After all of that - data gathering, coding, and analyzing - I drew a few conclusions.
- Personal experience, strength of memories, and sense of place influence how they perceive current lake health, what they think should or can be done about declining lake health, and how they are involved in lake clean up efforts.
- Based on the interviews conducted, the dominant theme is that the lake has gotten worse. Most people expressed that they were unsure of how to move forward in addressing declining lake health, even if they are involved in a lake protection organization.
- Even though uncertainty exists for a variety of stakeholders, steps are being taken to slow the declining lake health.
So, people that have lived in the area certainly had stories to share, but what comes with that is a sense that the lakes have gotten worse, and there’s too much to do in order to reverse that decline, and that it’s an insurmountable problem. Result: little movement forward.

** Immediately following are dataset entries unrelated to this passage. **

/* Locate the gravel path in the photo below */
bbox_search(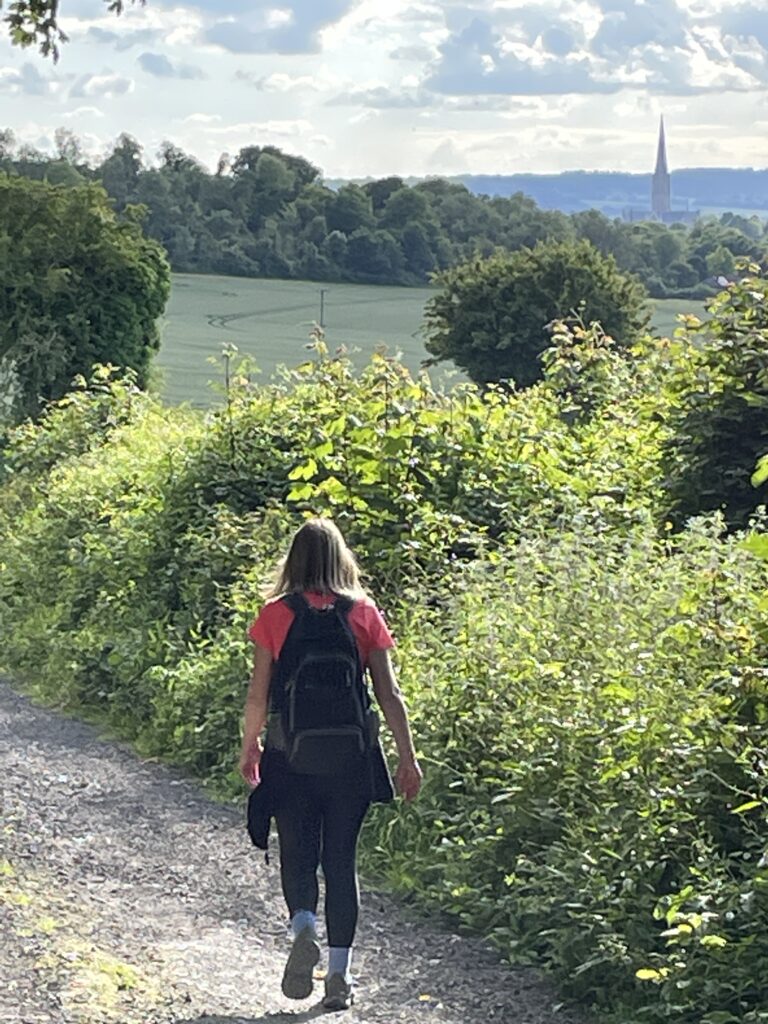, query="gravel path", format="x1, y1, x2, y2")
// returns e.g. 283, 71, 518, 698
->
0, 681, 589, 1024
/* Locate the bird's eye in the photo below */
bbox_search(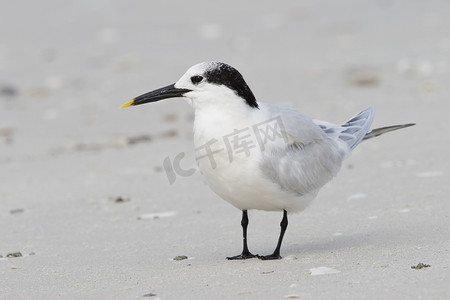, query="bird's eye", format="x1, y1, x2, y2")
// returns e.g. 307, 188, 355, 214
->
191, 75, 203, 85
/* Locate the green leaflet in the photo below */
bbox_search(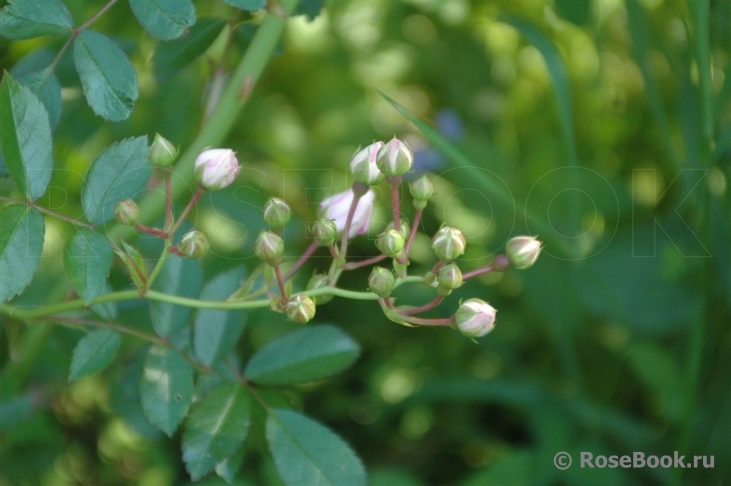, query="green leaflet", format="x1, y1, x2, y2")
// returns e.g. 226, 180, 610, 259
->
0, 73, 53, 200
183, 383, 251, 481
0, 0, 74, 40
81, 137, 151, 224
266, 409, 366, 486
69, 329, 122, 381
64, 228, 112, 303
244, 326, 360, 385
129, 0, 195, 40
0, 204, 46, 302
140, 345, 193, 436
74, 30, 137, 121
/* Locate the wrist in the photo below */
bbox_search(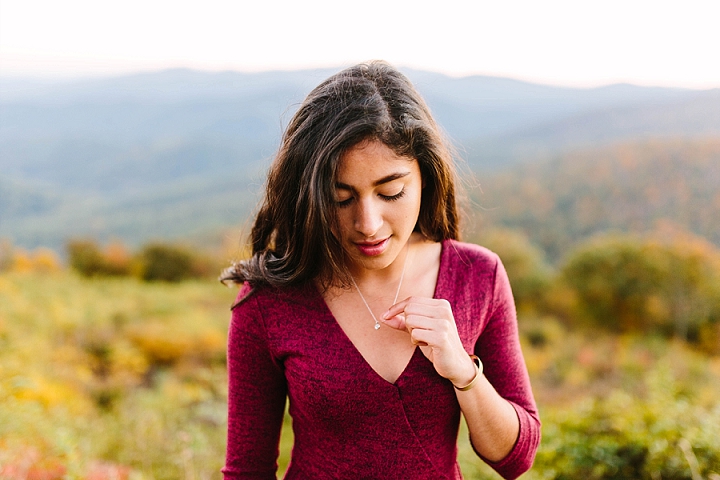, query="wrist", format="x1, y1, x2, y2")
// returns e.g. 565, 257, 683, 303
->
452, 355, 483, 392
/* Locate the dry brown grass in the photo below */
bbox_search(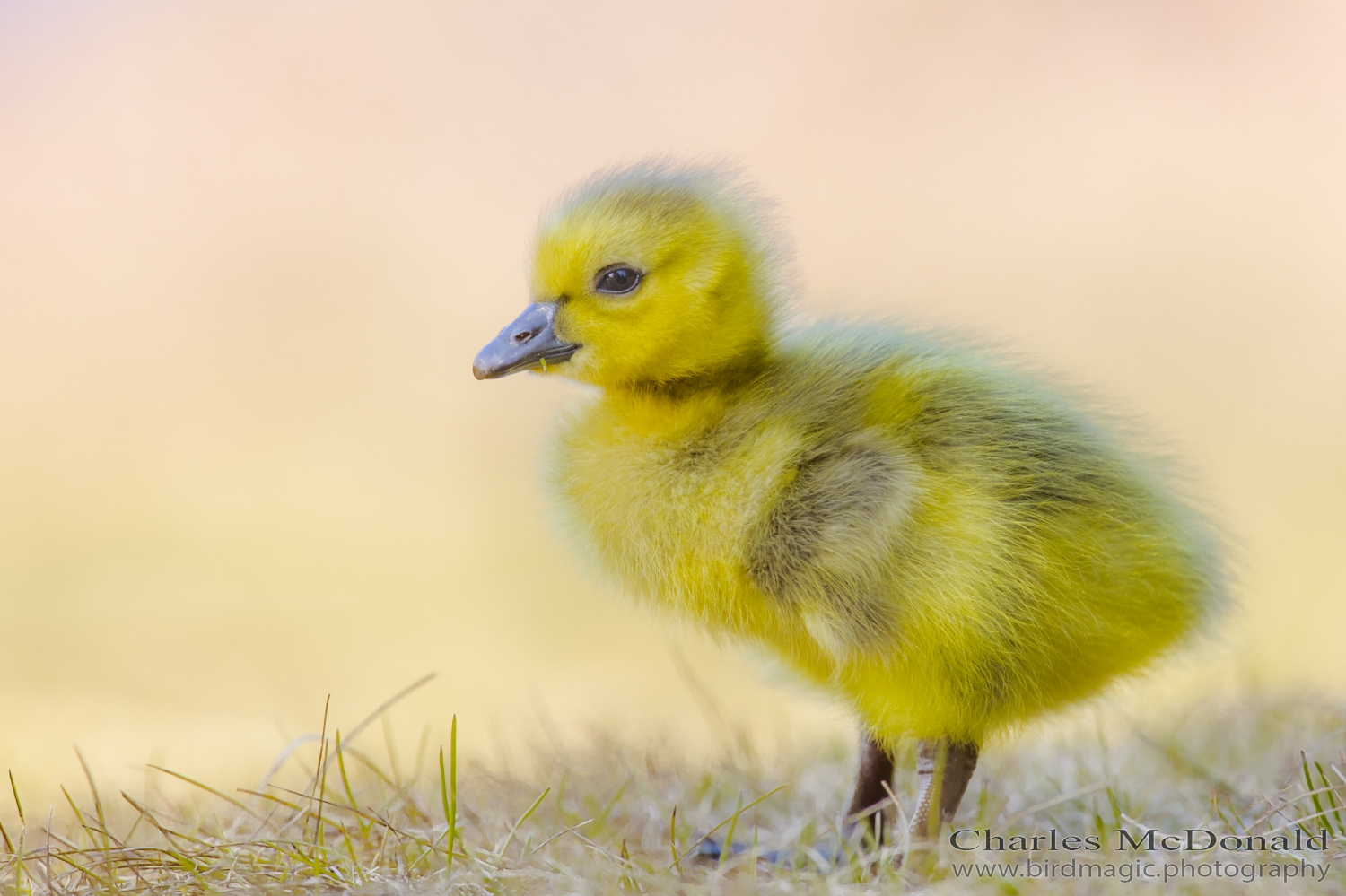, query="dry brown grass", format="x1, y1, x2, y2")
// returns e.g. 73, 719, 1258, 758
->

There was also a sense that the lake has always been green, and we don’t know how to begin to address that, and that it’s an insurmountable problem. Result: also little movement forward.
There was even a small sense for some that the lakes have improved, and there isn't anything to be done. Result: you already know - little movement forward.

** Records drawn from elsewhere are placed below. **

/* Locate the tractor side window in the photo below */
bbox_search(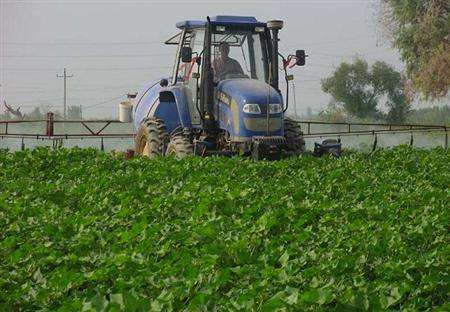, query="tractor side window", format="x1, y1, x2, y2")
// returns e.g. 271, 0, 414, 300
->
182, 29, 205, 124
212, 30, 267, 82
182, 29, 205, 83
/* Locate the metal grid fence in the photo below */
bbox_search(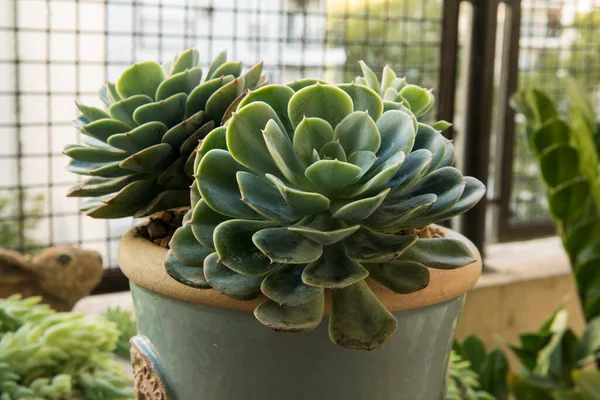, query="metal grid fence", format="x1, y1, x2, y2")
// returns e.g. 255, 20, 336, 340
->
0, 0, 442, 289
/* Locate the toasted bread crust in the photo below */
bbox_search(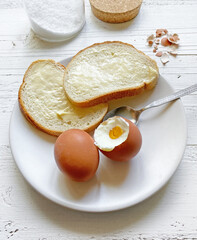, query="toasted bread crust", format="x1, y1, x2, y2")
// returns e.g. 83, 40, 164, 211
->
64, 41, 159, 107
90, 0, 142, 23
18, 59, 107, 136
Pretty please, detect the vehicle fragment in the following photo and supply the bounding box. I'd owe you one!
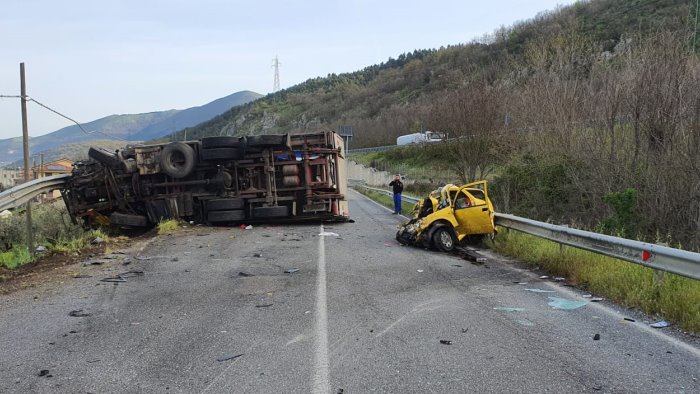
[396,181,496,252]
[216,354,243,362]
[62,131,349,230]
[548,297,588,311]
[649,320,671,328]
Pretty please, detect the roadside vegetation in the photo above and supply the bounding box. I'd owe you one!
[356,188,700,333]
[0,202,109,269]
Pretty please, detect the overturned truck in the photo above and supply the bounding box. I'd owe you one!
[62,131,349,227]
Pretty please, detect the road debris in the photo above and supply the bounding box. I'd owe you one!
[549,297,588,311]
[649,320,671,328]
[216,354,243,362]
[493,306,525,312]
[68,309,90,317]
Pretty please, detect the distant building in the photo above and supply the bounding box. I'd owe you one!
[0,170,20,189]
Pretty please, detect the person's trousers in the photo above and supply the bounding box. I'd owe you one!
[394,193,401,213]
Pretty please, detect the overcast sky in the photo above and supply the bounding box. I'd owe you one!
[0,0,574,140]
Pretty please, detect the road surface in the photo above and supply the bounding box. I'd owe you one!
[0,192,700,394]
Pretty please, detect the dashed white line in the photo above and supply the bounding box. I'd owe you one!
[312,225,331,394]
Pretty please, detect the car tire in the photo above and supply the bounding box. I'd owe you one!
[207,210,245,223]
[88,147,121,168]
[202,148,243,161]
[253,205,289,219]
[433,226,457,253]
[207,198,245,211]
[160,141,197,178]
[202,136,243,149]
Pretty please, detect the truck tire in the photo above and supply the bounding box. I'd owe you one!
[433,226,457,253]
[253,205,289,219]
[88,147,121,168]
[202,136,242,149]
[202,148,243,161]
[160,141,197,178]
[207,198,245,211]
[207,210,245,223]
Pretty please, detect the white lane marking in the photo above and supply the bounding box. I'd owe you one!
[312,224,331,394]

Why does this matter? So what - some community members feel frustrated about lake health and don't know how to proceed. Can't we move ahead anyway? Well, yes, you can try to do that. But a very important part of this is that the lakes are a part of the community, and it's unlikely that people in the community will choose to be involved with something that feels like an uphill battle. This presents a disadvantage to all parties. Instead, make it easy for the community to understand what is going on. Work to build a consistent community understanding about the lakes' present health. Host educational events about the history of the lakes in order to establish a consistent, unified narrative in the community about the lakes' history as a community center and a clear vision for the future. In this way, people can better comprehend the situation, and are more likely to come together for such a worthy cause.